The momentum before the collision (bullet) is given by:
Initial momentum of bullet = mass of bullet * velocity of bullet
= (0.01 kg) * (120 m/s) = 1.2 kg⋅m/s
Considering the momentum conservation, the momentum of the bullet and the mass after the collision would be equal to the initial momentum of the system, which is zero.
Hence,
0 = (mass of bullet + mass of mass) * final velocity
(0.01 kg + 1.2 kg) * final velocity = 0
final velocity = 0 m/s
Therefore, the initial velocity of the mass right after it was hit by the bullet is 0 m/s.
2. What was the kinetic energy of the bullet? What was the kinetic energy of the mass right after it was hit by the bullet? Where did the difference go?
The kinetic energy of an object is given by the equation:
Kinetic energy (KE) = (1/2) * mass * velocity^2
For the bullet:
KE of bullet = (1/2) * mass of bullet * (velocity of bullet)^2
= (1/2) * 0.01 kg * (120 m/s)^2 = 72 J
For the mass right after the collision:
KE of mass = (1/2) * mass of mass * (final velocity)^2
= (1/2) * 1.2 kg * (0 m/s)^2 = 0 J
The difference in kinetic energy (72 J - 0 J = 72 J) went into potential energy stored in the spring during the collision. This energy is converted into potential energy rather than kinetic energy because the system started oscillating harmonically, implying that the motion is oscillatory and energy is being exchanged between kinetic and potential forms.
3. Find the amplitude and phase constant of the resulting oscillations:
To find the amplitude and phase constant of the resulting oscillations, we need the period (T) and the initial conditions (position and velocity) of the mass.
Given that the system starts oscillating harmonically with a period of 15 seconds, we have:
Period (T) = 15 s
The amplitude (A) can be calculated using the formula:
Amplitude (A) = displacement (x) max = (initial position (x0) - equilibrium position) = 0 - 0 = 0
Since the initial position is the equilibrium position, the amplitude is zero.
The phase constant (φ) is determined by the initial conditions (position and velocity) of the mass. However, this information is not provided in the given problem statement. Without the initial conditions, we cannot determine the phase constant.

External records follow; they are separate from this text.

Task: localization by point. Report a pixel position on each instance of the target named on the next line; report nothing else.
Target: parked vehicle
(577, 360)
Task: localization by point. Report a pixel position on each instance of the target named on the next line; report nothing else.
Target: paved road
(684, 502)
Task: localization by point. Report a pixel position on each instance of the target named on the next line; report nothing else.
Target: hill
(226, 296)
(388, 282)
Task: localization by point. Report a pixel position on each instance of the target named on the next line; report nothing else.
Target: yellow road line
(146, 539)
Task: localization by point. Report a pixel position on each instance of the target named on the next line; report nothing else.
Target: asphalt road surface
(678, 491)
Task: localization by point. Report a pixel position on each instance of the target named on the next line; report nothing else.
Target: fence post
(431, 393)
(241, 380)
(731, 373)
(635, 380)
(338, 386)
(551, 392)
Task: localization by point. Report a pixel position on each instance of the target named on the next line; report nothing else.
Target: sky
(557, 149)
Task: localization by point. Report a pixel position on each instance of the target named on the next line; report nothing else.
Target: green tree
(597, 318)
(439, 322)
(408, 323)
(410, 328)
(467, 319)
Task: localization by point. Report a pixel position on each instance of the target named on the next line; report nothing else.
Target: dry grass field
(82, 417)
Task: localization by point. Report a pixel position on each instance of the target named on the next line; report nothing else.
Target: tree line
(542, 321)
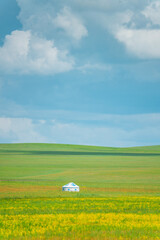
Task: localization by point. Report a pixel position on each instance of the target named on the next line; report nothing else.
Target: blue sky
(80, 72)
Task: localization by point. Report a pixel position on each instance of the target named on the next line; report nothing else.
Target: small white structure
(70, 187)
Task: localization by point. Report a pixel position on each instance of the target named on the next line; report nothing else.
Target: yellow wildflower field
(76, 218)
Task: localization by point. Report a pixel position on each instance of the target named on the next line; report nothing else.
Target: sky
(80, 72)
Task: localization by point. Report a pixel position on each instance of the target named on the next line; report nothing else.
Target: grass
(119, 194)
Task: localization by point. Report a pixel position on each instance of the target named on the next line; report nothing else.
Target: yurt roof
(70, 185)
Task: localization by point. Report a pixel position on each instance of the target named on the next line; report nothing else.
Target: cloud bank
(108, 130)
(25, 52)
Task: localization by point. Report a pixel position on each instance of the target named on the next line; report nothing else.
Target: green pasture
(40, 170)
(119, 196)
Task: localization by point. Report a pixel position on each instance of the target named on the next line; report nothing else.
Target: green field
(119, 194)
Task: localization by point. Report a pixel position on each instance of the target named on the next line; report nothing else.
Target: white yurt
(70, 187)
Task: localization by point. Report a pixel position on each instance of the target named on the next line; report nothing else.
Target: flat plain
(119, 194)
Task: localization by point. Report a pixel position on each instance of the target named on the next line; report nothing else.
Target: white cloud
(152, 11)
(27, 53)
(94, 66)
(71, 24)
(103, 130)
(143, 43)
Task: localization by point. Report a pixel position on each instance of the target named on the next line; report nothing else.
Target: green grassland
(120, 184)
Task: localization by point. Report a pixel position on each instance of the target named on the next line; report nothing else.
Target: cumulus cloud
(27, 53)
(105, 130)
(143, 43)
(152, 11)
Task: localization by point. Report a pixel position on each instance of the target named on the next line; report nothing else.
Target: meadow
(119, 194)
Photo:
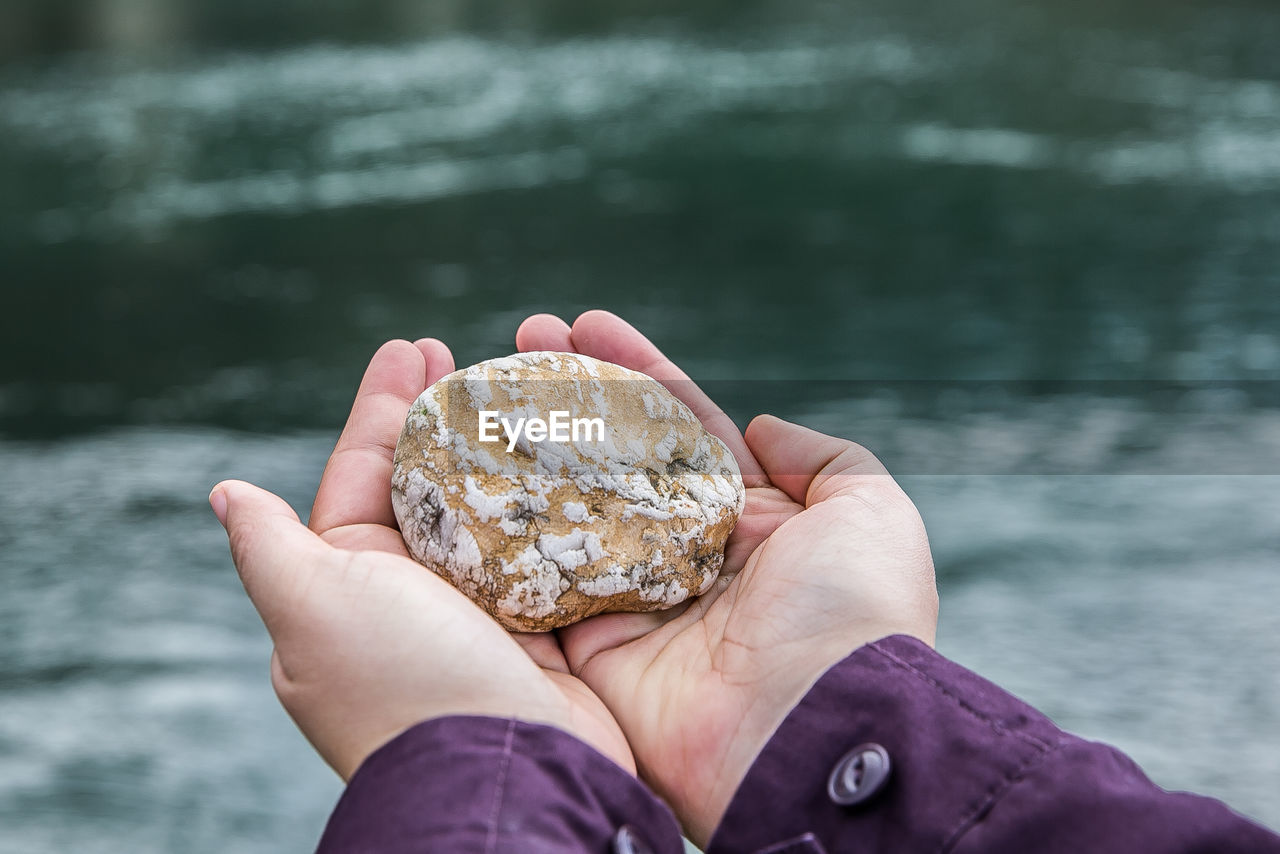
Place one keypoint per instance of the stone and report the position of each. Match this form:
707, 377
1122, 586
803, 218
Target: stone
552, 487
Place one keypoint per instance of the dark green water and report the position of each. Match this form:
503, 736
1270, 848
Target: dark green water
1028, 254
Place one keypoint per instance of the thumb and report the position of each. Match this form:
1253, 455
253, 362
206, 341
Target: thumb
274, 553
808, 465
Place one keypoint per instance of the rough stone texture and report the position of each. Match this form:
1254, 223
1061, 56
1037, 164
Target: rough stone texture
552, 533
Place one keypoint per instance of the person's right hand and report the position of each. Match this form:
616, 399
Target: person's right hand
828, 555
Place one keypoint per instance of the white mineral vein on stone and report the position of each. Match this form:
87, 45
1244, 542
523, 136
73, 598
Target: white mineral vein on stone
520, 549
575, 511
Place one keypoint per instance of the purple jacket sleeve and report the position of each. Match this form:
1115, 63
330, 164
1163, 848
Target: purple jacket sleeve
969, 768
478, 784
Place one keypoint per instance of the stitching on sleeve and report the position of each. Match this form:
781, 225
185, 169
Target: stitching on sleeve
490, 843
995, 794
995, 725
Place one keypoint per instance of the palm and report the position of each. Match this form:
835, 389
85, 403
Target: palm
353, 511
813, 570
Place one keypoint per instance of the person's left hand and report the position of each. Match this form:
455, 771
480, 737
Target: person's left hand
368, 642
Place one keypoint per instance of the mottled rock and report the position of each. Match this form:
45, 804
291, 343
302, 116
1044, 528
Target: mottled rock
630, 514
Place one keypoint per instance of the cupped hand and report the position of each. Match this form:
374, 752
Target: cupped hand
830, 555
368, 642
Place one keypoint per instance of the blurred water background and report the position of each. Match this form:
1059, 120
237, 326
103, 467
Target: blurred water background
1027, 252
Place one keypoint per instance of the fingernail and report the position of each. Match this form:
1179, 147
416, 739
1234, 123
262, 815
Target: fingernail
218, 501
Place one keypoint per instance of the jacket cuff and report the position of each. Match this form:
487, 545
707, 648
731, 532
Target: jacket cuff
481, 784
950, 762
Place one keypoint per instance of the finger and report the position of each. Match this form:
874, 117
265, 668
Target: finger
274, 553
807, 465
584, 640
611, 338
356, 483
439, 360
544, 332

4. Write explicit expressions for the position x(t) and velocity v(t) of the mass as a function of time:
The general form of the position (x(t)) and velocity (v(t)) equations for a mass-spring system undergoing simple harmonic motion are:
x(t) = A * cos(ωt + φ) (Equation 1)
v(t) = -A * ω * sin(ωt + φ) (Equation 2)
Where:
- A is the amplitude (already determined as 0 in this case)
- ω is the angular frequency, given by ω = (2π / T), where T is the period
- φ is the phase constant (unknown in this case)
- t is the time
Since the amplitude is zero, the position equation (Equation 1) simplifies to:
x(t) = 0
And the velocity equation (Equation 2) simplifies to:
v(t) = 0
Therefore, the position and velocity of the mass as a function of time are both zero.